Perforation can occur between two days to several weeks after the onset of acute cholecystitis. There are four types of perforation according to the Neimeier classification:

  • Type 1: Acute free perforation of the gallbladder with generalized peritonitis
  • Type 2: Subacute perforation of the gallbladder with localized pericholecystic abscess and phlegmon (the most common type)
  • Type 3: Chronic perforation of the gallbladder with choecystoenteric fistula formation
  • Type 4: Perforation into the biliary tree with cholecystobiliary fistula formation

Additional complications include intraperitoneal free air, bile leak, hepatic abscess (via direct extension or hematogenous dissemination), and small bowel obstruction among others. 
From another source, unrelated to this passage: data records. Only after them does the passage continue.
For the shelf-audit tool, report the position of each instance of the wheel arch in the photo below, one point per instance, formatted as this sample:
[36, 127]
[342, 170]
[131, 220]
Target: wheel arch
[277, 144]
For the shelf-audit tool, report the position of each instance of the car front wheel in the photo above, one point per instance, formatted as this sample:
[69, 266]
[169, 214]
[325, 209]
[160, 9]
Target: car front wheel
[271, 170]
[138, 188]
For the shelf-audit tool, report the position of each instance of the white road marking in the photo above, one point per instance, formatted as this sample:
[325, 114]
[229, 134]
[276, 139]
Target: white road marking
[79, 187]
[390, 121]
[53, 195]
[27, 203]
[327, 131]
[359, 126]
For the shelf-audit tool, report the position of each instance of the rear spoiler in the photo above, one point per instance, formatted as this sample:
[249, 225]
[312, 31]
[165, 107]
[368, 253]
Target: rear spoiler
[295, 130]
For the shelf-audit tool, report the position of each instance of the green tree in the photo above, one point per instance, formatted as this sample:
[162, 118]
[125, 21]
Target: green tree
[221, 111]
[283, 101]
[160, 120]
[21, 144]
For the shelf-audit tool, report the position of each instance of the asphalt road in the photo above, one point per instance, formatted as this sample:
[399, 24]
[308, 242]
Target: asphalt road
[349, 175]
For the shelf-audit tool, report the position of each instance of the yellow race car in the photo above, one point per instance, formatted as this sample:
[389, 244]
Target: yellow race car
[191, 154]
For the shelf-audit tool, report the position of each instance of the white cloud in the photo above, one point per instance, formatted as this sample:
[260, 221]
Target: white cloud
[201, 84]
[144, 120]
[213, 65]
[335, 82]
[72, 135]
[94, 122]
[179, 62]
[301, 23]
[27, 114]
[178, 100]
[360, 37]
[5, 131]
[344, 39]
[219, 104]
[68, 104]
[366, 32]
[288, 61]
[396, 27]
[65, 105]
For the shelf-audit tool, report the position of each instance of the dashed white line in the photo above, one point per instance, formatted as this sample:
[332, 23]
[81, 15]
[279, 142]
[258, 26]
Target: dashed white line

Treatment includes cholecystectomy and abscess drainage with or without preceding percutaneous cholecystostomy tube placement to relieve the infection and inflammation prior to surgery. Additional procedures such as fistula repair may be necessary. 

References: 

  1. Anderson BB, Nazem A. Perforations of the gallbladder and cholecystobiliary fistulae: a review of management and a new classification. J Natl Med Assoc. 1987; 79(4): 393-9.
  2. Derici H, Kara C, Bozdag AD et-al. Diagnosis and treatment of gallbladder perforation. World J. Gastroenterol. 2006;12 (48): 7832-6.
  3. Patel NB, Aytekin O, Thomas S. Multidetector CT of emergent biliary pathologic conditions. Radiographics. 2013;33:1867-88.
  4. Madrazo BL, Francis I, Hricak H, Sandler MA, Hudak S, Gitschlag K. Sonographic findings in perforation of gallbladder. AJR Am J Roentgenol 1982;139(3):491-496.